Friday, April 29, 2011

How can I optimize this horrendously inefficient User Defined Function in SQL Server 08

Is there anyway to optimize this horrible inefficient UDF in SQL Server 08. I am fairly new to UDF's and especially looking at them for optimizations.
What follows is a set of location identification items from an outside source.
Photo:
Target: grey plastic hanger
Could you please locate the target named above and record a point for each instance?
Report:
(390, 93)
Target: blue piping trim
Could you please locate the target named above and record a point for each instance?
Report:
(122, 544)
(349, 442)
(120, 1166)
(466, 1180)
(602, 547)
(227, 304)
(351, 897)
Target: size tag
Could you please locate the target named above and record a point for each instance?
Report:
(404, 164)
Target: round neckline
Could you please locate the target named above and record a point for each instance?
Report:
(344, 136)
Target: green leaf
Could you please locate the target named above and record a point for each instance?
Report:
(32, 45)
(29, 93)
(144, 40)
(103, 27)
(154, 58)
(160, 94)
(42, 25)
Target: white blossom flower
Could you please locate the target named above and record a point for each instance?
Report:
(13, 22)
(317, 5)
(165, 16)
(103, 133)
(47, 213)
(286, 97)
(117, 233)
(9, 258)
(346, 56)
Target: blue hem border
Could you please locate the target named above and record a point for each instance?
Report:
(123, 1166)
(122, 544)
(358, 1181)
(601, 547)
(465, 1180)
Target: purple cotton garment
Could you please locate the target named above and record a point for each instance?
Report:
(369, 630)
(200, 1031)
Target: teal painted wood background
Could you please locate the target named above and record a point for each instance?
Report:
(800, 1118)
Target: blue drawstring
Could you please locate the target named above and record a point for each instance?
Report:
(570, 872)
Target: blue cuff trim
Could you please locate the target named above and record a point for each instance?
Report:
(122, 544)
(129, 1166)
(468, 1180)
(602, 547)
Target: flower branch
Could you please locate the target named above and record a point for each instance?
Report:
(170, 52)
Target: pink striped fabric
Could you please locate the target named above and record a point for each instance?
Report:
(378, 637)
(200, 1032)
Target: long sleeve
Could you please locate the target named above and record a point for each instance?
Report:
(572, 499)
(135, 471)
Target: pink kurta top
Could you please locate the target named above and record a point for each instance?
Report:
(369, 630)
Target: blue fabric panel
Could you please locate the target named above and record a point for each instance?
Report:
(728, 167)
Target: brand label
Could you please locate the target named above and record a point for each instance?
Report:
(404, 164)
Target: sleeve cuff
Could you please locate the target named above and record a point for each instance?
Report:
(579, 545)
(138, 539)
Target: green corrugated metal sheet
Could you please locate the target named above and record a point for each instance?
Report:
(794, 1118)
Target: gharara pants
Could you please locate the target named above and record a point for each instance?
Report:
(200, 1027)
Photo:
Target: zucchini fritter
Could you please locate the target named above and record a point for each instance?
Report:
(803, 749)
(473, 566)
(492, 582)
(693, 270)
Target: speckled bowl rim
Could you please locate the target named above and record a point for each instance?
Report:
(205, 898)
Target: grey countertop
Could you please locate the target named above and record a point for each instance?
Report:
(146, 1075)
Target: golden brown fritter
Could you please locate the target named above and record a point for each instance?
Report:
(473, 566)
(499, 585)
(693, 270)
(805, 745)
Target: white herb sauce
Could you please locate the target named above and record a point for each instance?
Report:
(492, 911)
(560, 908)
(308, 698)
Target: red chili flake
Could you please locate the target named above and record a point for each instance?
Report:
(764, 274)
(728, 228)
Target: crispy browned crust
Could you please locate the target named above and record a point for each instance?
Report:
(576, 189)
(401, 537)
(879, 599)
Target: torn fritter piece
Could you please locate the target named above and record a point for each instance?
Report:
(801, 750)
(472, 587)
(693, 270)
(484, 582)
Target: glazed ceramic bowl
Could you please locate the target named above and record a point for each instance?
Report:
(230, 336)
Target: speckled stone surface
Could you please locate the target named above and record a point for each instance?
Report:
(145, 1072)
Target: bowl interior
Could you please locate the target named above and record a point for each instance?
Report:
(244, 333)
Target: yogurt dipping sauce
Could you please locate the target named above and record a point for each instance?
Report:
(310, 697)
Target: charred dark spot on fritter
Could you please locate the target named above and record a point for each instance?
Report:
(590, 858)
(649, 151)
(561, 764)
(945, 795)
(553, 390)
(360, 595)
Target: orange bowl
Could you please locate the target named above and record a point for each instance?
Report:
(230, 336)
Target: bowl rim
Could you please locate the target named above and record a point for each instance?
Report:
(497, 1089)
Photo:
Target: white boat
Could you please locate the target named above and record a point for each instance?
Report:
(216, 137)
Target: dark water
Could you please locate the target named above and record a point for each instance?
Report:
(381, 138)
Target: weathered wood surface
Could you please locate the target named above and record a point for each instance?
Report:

UPDATE: Should I be sending a column to a function like this if I wanted to perform it on each row and each column in a query? Is there a better way to go about this?

Thank You

** @value(float) and @fieldname(varchar(40)) are input parameters **

BEGIN
  DECLARE @UT integer, @FRM integer, @TO integer, @FACTOR float

  select @UT =  [UF_UT_ID] FROM dbo.UNIT_FIELDS where [UF_FIELD]=@fieldName
  select @FRM = [UT_UN_ID_INTERNAL_UNITS] from dbo.UNIT_TYPES where [UT_ID]=@UT
  select @TO = [UT_UN_ID_DISPLAY_UNITS] from dbo.UNIT_TYPES where [UT_ID]=@UT
  select @FACTOR = [UC_SLOPE] from dbo.UNIT_CONVERSIONS where [UC_UN_ID_UNIT_FROM]=@FRM and [UC_UN_ID_UNIT_TO]=@TO

  -- Return the result of the function dbo.
  RETURN @FACTOR*@value
END
From stackoverflow
  • Step 1 would be to run each select individually and see where the bottleneck is.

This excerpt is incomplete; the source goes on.